My philosophical output is controversial, highly praised by some and abhorred by others. When she reviewed A Common Humanity: Thinking about Love & Truth & Justice in the philosophy journal, Mind, Sophie Grace Chappell wrote that my work “does not stand on the battleground of theories”. I think she is right. I have invited philosophers to step off the battlefield so that they might see that their shared assumptions, which constitute the battlefield and distort what is at issue between them, are perhaps more significant than their disagreements.
In 1997 I published Romulus, My Father, a memoir that was praised as a work of literature and secured many invitations to writer’s festival. That is the main reasons why I’m called a writer.
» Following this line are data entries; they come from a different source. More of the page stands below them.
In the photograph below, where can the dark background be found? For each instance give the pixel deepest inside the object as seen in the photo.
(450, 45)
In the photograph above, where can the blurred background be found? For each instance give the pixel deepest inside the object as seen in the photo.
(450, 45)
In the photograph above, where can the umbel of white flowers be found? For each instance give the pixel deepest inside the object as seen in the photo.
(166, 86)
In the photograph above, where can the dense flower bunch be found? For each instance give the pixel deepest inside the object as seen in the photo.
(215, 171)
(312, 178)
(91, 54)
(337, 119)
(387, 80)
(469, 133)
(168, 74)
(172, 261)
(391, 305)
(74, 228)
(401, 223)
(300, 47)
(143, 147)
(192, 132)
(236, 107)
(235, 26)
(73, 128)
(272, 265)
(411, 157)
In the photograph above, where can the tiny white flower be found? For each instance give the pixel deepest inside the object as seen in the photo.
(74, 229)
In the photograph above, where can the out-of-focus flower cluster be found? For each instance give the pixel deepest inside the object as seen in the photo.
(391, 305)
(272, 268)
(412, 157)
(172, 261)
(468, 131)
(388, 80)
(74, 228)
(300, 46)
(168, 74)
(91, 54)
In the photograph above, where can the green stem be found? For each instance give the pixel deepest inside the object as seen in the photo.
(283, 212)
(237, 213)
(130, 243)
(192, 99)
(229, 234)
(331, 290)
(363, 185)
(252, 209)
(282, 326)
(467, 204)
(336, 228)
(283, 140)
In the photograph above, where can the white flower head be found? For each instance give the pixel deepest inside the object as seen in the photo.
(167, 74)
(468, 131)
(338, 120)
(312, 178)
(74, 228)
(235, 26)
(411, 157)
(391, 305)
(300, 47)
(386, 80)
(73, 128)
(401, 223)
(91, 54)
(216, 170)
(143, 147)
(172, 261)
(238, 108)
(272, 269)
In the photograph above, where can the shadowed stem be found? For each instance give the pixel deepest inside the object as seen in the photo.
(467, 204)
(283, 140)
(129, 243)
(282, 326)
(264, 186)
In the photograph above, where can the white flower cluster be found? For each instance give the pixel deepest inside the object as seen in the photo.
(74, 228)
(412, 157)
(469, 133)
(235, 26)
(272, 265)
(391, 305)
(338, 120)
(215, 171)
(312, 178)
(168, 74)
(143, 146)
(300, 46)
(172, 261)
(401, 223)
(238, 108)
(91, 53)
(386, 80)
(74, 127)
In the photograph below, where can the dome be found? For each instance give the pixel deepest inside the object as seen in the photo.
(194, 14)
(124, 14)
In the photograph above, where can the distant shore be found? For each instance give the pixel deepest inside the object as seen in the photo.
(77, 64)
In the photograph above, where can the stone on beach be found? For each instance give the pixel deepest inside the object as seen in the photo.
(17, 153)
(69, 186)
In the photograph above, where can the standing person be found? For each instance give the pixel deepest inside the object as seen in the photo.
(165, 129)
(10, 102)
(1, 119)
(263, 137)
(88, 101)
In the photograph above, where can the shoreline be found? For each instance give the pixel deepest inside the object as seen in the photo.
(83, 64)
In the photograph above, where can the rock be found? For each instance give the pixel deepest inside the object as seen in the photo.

Romulus, My Father changed the way I write. The English philosopher, Roger Scruton, called The Philosopher’s Dog, “an experiment in narrative philosophy”. He liked the book, so I assume he thought the experiment succeeded.
At the end of my Preface to the 2nd edition of Good and Evil: An Absolute Conception, I write:
Am I suggesting that the distinction between philosophy and art should be blurred? Yes and no. Philosophy should still be primarily a discursive discipline, distinguished markedly from the writing of novels, poetry and plays.
But if the discursive is no longer restricted to the exercise of the kind of thought in which form and content are separable, then, in roughly those parts of philosophy that the Europeans call philosophical anthropology, there will be no marked distinction between the narratives that must, to some degree, nourish inquiry and philosophical engagement with them.